As they matured into adulthood and became more independent, they started establishing new territories and looking for partners. Like anxious parents we followed them closely, wondering who had succeeded in hitching a date and who hadn’t. We couldn’t exactly offer advice on whom to date, but I wish we could, because some of their partners could have given any sensible parent a heart attack! Remember Cat? She sure didn’t waste time in mourning her dead hubby; Mr Right was easily replaced by Mr Right Next Door. And yes, amidst all the courting and foraging, sadly, we lost several batties along the way due to forces of nature: disease, predation and dispersal.

But here we are again, coming full circle to another breeding season; this time with lots of hope in sight. Imagine the heightened spirit of anticipation with which we have been looking forward to this breeding season, especially after the recent rabies outbreak. So we kicked off the season by relentlessly fishing out possible dens and setting up camera traps to monitor activity within them. We were elated one night when our team stumbled upon two dens, both containing pups. One den is occupied by a lovely, wild couple and we are right now in the process of habituating them. Cylon, one of our newly habituated foxes, is the proud papa at the second den. And that’s not all; Baine has joined the ranks of fatherhood too.

pup at the den
Adorable!

It is truly refreshing to watch these new dads take to their paternal role very seriously, as is expected of batties. They sit protectively by the den entrance, day and night, occasionally disappearing into the den to attend to their brood. On a recent 2 hour follow session, I observed Cylon hastily forage by his den for less than 30 minutes before quickly disappearing into the den for the rest of the session. I feel privileged to have a front row seat to this parental care unfolding by the den. It offers me an opportunity to study first-hand the differences in parental roles of batties, where fathers often do most of the parental duties while mothers focus on little other than nursing.

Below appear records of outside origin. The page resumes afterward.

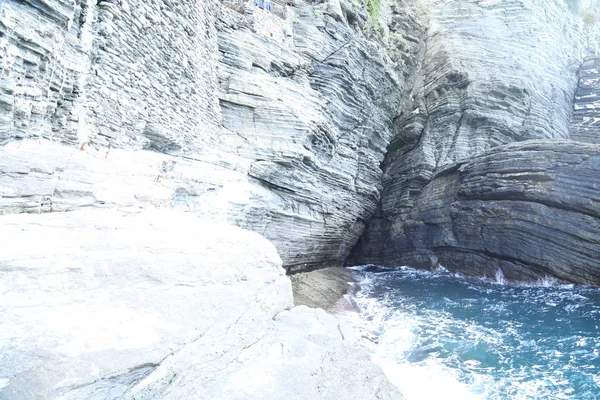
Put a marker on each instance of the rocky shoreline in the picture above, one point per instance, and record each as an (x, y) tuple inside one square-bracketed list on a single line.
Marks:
[(161, 304)]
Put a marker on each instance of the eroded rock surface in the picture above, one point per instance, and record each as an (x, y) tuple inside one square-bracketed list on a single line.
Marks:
[(277, 125), (106, 304), (528, 209), (493, 73)]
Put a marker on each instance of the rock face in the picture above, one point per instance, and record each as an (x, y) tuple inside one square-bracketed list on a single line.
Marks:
[(528, 210), (103, 304), (585, 121), (493, 73), (277, 125)]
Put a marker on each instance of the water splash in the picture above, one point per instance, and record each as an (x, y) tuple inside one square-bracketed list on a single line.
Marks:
[(437, 335)]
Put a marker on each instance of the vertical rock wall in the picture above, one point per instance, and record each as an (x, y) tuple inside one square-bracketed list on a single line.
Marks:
[(124, 73), (492, 73)]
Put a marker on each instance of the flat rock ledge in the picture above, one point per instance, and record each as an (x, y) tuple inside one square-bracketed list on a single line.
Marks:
[(106, 304), (530, 210)]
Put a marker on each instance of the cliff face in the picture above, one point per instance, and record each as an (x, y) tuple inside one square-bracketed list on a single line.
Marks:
[(300, 127), (493, 73), (274, 124)]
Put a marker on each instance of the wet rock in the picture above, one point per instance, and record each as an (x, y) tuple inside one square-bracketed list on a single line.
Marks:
[(528, 209)]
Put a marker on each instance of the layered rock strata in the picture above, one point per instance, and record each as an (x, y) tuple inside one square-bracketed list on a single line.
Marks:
[(108, 304), (274, 124), (525, 210), (492, 73)]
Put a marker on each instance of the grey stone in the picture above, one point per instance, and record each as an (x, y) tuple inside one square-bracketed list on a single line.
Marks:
[(530, 210), (106, 304)]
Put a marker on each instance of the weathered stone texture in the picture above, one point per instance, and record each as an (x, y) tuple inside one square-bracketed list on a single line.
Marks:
[(278, 126), (314, 118), (585, 121), (102, 304), (124, 74), (493, 73), (529, 209)]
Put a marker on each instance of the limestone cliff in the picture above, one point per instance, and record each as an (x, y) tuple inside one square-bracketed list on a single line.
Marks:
[(274, 123), (493, 73)]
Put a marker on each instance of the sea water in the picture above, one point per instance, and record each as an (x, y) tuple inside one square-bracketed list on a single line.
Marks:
[(437, 335)]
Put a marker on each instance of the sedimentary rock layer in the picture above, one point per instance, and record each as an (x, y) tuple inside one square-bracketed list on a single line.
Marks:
[(529, 209), (493, 72), (277, 125), (106, 304)]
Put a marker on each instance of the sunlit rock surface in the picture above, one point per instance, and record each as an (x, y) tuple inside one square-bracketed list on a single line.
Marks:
[(528, 210), (277, 125), (493, 72)]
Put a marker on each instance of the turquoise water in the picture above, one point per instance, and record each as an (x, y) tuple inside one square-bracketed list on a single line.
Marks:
[(441, 336)]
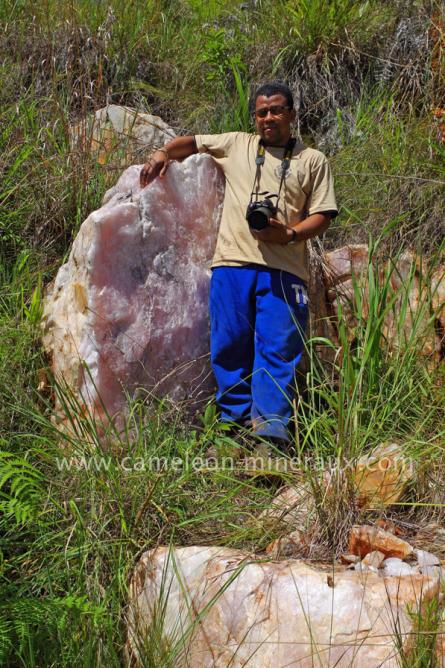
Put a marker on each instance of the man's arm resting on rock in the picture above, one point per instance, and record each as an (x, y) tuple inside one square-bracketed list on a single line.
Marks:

This being my last SAYAS blog and field season before my return into the ‘real’ world, I feel honoured to have been given this opportunity to share my PhD journey with you. What a thrilling journey it has been – from the shocking discovery of a Kalahari ‘Cambridge’ community, to the fierce wildlife encounters and daily sandy marathon races with foxes under the moonlight. It has been worth the steep learning curve and fitness regime by default :-). I’ve learned that life is a blend of positives and negatives, much like the batties we lost along the way and the new ones we are currently gaining. Regardless of the challenges I face along the way, I remain focused on the positive end goal. By this time next year, I will be blazing hot in a red graduation gown. If I can achieve it, so can you!